Today’s readings: Isaiah 56, 1.6-7; Romans 11, 13-15.29-32; Matthew 15, 21-28.

Ideally, religions should transcend boundaries and by nature be inclusive, promoting unity in diversity and fraternity. But as we all know, the truth on the ground is very different. As religions have evolved over time, authors like Sam Harris were proven right. Harris blames religions for the violence and division that have marked humanity and the world for too long now.

We speak a lot about inclusion but the culture we live in is still one of exclusion. Exclusion, even when justified as necessary, is always painful and sinful. We need to be honest here. It is good that the Church speaks out against all forms of exclusion. But it is scandalous when the Church itself excludes and perpetuates systems of exclusion.

Today’s gospel witnesses to the tension that characterised the early communities between fidelity to Hebrew tradition and the idea of universal salvation seen as accomplished in Christ. On one hand, Jesus insists on his being sent only to the lost sheep of the house of Israel; yet on the other hand, he goes beyond the boundaries of tradition and underlines the fact that it is faith that saves, not religion.

So Matthew, writing his gospel specifically for the Jews, enshrines this prophetic gesture of Jesus which eliminates ethnic differences and condemns exclusion. This is something that even Paul does, himself a Jew and jealous for his own tradition, yet acknowledging himself as an apostle sent to the Gentiles.

The culture of exclusion seems to be here to stay. We see almost everywhere today real and dangerous temptations to build walls of segregation. It is almost with nostalgia that we look back to the 1960s and 1980s when the civil rights movement in the US and the struggle against apartheid in South Africa were prophetically driven by Martin Luther King and Nelson Mandela respectively.

Their struggles were rewarded and their achievements were remarkable. Yet the dragon of exclusion and segregation is again raising its head, and history seems condemned to repeat itself. Exclusion is a crime, especially when perpetrated in the name of religion. We still experience forms of exclusion in our communities with the same dialectics of primitive Christianity when it was so easy for the prophets of doom to see heresy, deviation and disobedience wherever they looked.

For too long, the defence of religion always came at the cost of people. Standing by what the gospel narrates today, we still look down on those who, from their standpoint as excluded people, keep “shouting after us”. Our communities can still be comfort zones, insensitive to so many who feel exiled at our altars, alien to our celebrations, and strangers to the message we preach.

In a world that is diagnosed as divided and divisive, religion should be therapeutical. If it is not, then we would be better off without it.
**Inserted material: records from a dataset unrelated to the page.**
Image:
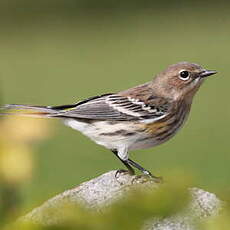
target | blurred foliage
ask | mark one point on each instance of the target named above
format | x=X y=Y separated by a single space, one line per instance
x=16 y=163
x=137 y=208
x=59 y=52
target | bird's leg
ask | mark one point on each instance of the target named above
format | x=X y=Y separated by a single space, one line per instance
x=143 y=170
x=125 y=162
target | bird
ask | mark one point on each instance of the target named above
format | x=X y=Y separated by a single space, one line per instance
x=138 y=118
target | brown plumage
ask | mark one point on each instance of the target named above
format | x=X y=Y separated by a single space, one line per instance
x=137 y=118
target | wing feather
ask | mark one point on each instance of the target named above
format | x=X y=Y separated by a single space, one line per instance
x=115 y=107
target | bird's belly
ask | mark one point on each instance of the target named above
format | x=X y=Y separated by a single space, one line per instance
x=112 y=135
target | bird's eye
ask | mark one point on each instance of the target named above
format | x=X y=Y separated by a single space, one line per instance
x=184 y=75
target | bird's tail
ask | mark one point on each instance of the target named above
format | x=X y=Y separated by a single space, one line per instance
x=27 y=110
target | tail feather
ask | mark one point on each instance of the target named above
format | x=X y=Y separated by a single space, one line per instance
x=27 y=110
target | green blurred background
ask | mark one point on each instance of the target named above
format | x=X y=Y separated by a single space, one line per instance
x=59 y=52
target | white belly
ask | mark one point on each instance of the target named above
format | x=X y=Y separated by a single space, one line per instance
x=111 y=135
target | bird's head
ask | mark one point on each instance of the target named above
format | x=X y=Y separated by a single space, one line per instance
x=181 y=80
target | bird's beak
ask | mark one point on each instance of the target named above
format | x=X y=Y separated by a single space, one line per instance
x=207 y=73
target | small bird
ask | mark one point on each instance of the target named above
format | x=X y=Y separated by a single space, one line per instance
x=138 y=118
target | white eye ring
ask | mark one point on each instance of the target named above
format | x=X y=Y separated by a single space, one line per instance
x=184 y=75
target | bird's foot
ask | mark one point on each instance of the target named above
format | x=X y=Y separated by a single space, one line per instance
x=122 y=171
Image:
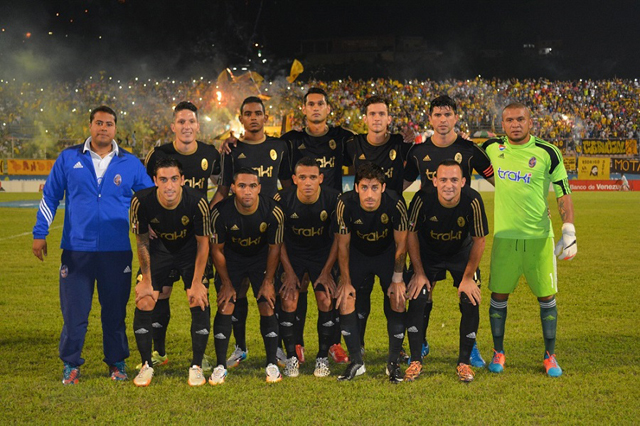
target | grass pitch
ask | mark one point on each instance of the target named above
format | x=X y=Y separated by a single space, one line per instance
x=598 y=347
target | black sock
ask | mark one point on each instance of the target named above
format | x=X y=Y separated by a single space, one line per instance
x=269 y=331
x=468 y=328
x=221 y=334
x=161 y=317
x=395 y=330
x=414 y=320
x=349 y=326
x=326 y=331
x=142 y=330
x=425 y=317
x=286 y=321
x=301 y=319
x=240 y=313
x=200 y=327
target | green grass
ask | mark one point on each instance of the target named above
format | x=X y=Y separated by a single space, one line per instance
x=598 y=348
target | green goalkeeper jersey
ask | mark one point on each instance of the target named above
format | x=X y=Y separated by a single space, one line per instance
x=522 y=175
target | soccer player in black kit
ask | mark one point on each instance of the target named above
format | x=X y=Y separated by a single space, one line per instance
x=309 y=248
x=372 y=240
x=269 y=157
x=247 y=235
x=200 y=162
x=447 y=233
x=424 y=158
x=179 y=216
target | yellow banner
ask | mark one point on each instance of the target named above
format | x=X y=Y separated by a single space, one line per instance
x=570 y=163
x=29 y=167
x=594 y=168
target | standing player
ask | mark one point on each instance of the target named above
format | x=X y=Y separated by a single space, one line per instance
x=248 y=233
x=424 y=158
x=372 y=240
x=200 y=161
x=269 y=157
x=387 y=151
x=523 y=235
x=96 y=180
x=179 y=217
x=309 y=248
x=447 y=233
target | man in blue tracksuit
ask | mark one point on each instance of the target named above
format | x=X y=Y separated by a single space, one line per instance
x=96 y=179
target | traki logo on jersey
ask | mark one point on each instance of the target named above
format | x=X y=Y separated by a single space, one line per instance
x=517 y=176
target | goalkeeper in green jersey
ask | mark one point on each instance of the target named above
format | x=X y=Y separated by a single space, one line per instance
x=524 y=168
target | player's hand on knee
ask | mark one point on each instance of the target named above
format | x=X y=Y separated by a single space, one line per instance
x=471 y=289
x=567 y=247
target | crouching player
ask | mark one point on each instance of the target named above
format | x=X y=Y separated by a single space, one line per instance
x=447 y=231
x=247 y=236
x=179 y=216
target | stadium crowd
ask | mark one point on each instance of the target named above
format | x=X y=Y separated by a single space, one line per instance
x=53 y=114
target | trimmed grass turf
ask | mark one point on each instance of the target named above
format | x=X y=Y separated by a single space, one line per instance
x=597 y=348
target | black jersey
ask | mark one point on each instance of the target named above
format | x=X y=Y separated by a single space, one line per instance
x=423 y=160
x=247 y=235
x=371 y=232
x=197 y=166
x=270 y=158
x=390 y=157
x=327 y=149
x=444 y=231
x=308 y=228
x=176 y=228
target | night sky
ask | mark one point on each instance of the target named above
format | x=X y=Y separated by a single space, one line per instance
x=72 y=39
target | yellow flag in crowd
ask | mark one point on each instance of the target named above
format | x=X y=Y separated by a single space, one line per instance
x=296 y=70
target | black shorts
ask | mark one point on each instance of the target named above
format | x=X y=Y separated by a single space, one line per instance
x=436 y=267
x=163 y=264
x=241 y=267
x=362 y=268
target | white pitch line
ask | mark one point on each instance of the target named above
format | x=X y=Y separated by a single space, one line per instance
x=25 y=233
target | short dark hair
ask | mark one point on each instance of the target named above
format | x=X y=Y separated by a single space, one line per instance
x=448 y=163
x=369 y=170
x=443 y=101
x=103 y=108
x=374 y=100
x=245 y=171
x=306 y=162
x=165 y=163
x=251 y=100
x=315 y=91
x=185 y=105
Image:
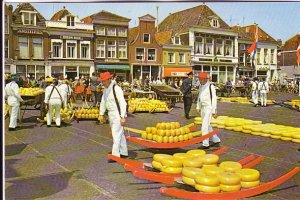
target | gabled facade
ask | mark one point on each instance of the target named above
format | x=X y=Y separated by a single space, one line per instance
x=144 y=50
x=29 y=42
x=111 y=43
x=214 y=43
x=70 y=46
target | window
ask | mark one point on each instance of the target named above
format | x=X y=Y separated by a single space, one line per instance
x=71 y=49
x=111 y=31
x=70 y=21
x=28 y=18
x=152 y=54
x=140 y=53
x=23 y=47
x=100 y=46
x=6 y=48
x=228 y=48
x=146 y=38
x=219 y=47
x=6 y=24
x=85 y=50
x=111 y=49
x=56 y=49
x=181 y=58
x=100 y=30
x=198 y=44
x=122 y=32
x=171 y=58
x=209 y=46
x=122 y=48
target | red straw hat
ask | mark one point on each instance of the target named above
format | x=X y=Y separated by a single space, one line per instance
x=203 y=75
x=105 y=76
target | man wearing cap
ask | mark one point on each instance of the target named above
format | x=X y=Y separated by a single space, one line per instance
x=207 y=106
x=113 y=101
x=13 y=100
x=53 y=101
x=186 y=90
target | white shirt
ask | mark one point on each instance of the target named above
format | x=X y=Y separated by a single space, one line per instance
x=204 y=98
x=108 y=100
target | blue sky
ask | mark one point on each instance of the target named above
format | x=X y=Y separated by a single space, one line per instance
x=279 y=19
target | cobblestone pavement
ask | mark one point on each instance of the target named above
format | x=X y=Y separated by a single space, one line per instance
x=70 y=162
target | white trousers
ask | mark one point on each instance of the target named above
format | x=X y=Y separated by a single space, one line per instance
x=13 y=113
x=263 y=98
x=255 y=97
x=118 y=133
x=54 y=104
x=206 y=114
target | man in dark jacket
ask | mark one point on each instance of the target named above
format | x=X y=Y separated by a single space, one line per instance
x=186 y=90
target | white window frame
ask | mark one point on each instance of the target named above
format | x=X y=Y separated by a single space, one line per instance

The statement of Jesus addressing a Canaanite woman in a pagan territory, “Woman, you have great faith”, should drive home and forcefully the message that, at the end of the day, it is only faith that matters. Religion becomes secondary. Faith is broader and deeper than religion, just as God’s kingdom stretches out much further than the boundaries of churches.

Things would be radically different in our churches if we were to give heed today to Isaiah’s prophetic words in the first reading: “Have a care for justice, act with integrity”. Isaiah was addressing ‘foreigners’ who, in spite of their non-belonging, were invited at the table of salvation.